The opinion is related to a suit that was filed on behalf of Simon Glik, who was arrested in Boston in October 2007 for using his cellphone to record police officers making an arrest.
Mr. Glik’s suit claims that police violated his First Amendment rights by stopping him from recording and his Fourth Amendment rights by arresting him without probable cause. The arresting officers appealed a district court ruling denying them qualified immunity from the suit. But a three-judge panel upheld the lower court’s decision.
The ruling is an important one – especially given the unfortunately growing number of videos capturing officers using excessive and at times deadly force.
On January 1, 2009, former BART Officer Johannes Mehserle shot and killed Oscar Grant, who was lying face down and handcuffed. Despite multiple video accounts of the incident, Mehserle was only convicted of involuntary manslaughter and served less than one year. However, the footage of the killing helped bring international attention to the incident and sparked protests across the country.
In July 2011, multiple video cameras captured six Fullerton Police Officers beat Kelly Thomas and use a stun gun on him as he screamed out for his father. Mr. Thomas – who suffered from untreated schizophrenia – later died as a result of the severe beating.

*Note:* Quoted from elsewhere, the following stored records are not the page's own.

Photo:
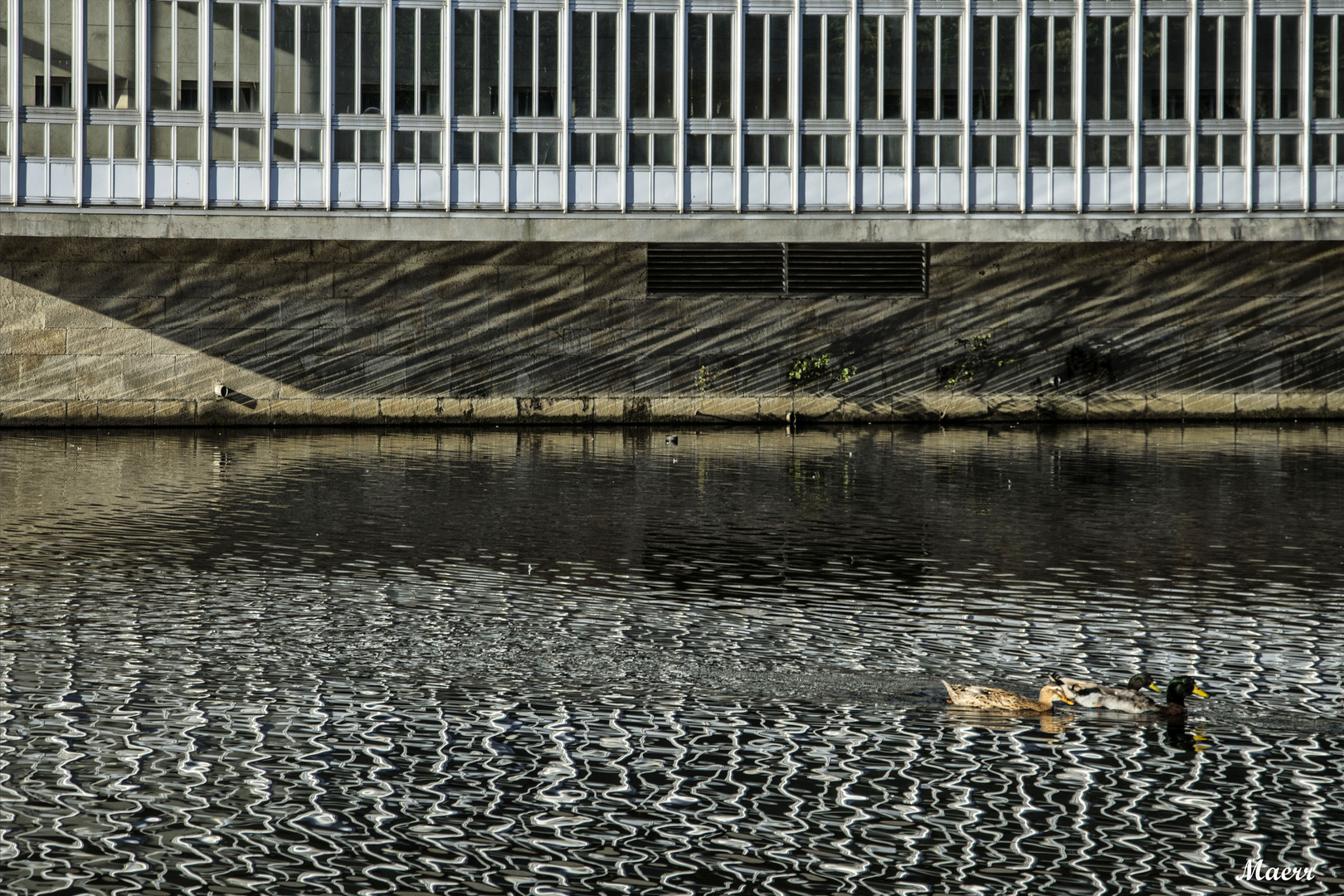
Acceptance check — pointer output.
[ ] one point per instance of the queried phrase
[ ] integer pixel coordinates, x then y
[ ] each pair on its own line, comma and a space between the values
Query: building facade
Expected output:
543, 106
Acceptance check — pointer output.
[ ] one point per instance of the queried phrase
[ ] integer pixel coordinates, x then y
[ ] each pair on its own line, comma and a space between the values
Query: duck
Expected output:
996, 699
1176, 692
1127, 698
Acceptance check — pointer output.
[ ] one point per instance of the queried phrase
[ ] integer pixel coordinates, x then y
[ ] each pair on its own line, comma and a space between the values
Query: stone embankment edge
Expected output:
672, 410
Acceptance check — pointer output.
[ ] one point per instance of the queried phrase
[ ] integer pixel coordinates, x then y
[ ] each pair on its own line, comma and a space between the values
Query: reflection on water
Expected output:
574, 663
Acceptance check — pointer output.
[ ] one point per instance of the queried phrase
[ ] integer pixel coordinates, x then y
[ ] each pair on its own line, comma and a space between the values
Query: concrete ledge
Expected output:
668, 410
609, 227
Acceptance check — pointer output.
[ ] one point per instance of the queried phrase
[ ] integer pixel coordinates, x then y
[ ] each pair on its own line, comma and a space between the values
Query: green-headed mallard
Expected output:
996, 699
1127, 698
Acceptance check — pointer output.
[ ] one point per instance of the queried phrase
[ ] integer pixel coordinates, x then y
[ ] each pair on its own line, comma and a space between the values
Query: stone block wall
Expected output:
140, 332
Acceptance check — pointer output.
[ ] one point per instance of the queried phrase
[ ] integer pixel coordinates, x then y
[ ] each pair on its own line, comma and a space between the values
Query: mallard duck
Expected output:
1124, 699
996, 699
1176, 694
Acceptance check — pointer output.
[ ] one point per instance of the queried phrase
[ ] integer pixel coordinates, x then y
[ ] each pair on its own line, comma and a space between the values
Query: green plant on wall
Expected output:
977, 360
817, 367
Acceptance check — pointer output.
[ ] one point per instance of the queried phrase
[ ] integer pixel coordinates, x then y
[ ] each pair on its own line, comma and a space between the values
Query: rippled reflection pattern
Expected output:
561, 663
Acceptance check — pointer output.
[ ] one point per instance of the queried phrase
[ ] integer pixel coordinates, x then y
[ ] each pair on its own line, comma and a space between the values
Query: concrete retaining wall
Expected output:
140, 331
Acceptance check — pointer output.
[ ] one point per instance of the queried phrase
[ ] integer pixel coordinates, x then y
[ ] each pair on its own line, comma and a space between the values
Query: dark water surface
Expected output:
592, 663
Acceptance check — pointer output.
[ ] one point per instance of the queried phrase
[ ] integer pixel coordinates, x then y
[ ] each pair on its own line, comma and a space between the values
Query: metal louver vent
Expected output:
855, 268
788, 269
717, 268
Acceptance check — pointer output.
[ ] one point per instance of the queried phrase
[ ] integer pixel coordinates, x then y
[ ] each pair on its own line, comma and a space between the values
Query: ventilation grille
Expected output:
715, 268
855, 268
788, 269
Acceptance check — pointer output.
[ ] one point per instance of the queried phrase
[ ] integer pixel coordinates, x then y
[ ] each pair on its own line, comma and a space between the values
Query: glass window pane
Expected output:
344, 145
665, 148
283, 145
1094, 151
981, 151
403, 145
222, 144
311, 145
891, 67
284, 56
947, 151
464, 148
222, 47
925, 151
431, 47
777, 37
891, 151
835, 66
1207, 147
160, 54
249, 144
721, 149
639, 149
581, 149
754, 67
188, 58
403, 60
812, 66
249, 56
581, 65
1038, 151
1118, 151
695, 151
869, 149
522, 149
429, 147
548, 149
188, 143
812, 149
160, 143
371, 147
464, 63
548, 63
95, 141
604, 69
753, 149
124, 141
488, 148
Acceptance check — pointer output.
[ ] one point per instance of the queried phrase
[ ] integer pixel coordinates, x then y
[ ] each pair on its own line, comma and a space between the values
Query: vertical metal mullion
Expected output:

Video continues to serve as an important tool that LA CAN uses in the fight for human and civil rights in Skid Row. For example, the video below of LAPD officers beating a Skid Row resident brought early attention to the brutality of the Safer Cities Initiative.
In recent years, the LAPD itself has begun to recognize the power of video. Video and phone cameras are used regularly to monitor police activity as part of LA CAN’s Community Watch Program. What we have learned is that often times the mere presence of a camera deters LAPD officers from harassing and otherwise violating the rights of Skid Row residents.
These incidents represent just a few examples of how critical a role cell phone video cameras can play in making sure police officers are held accountable for their actions.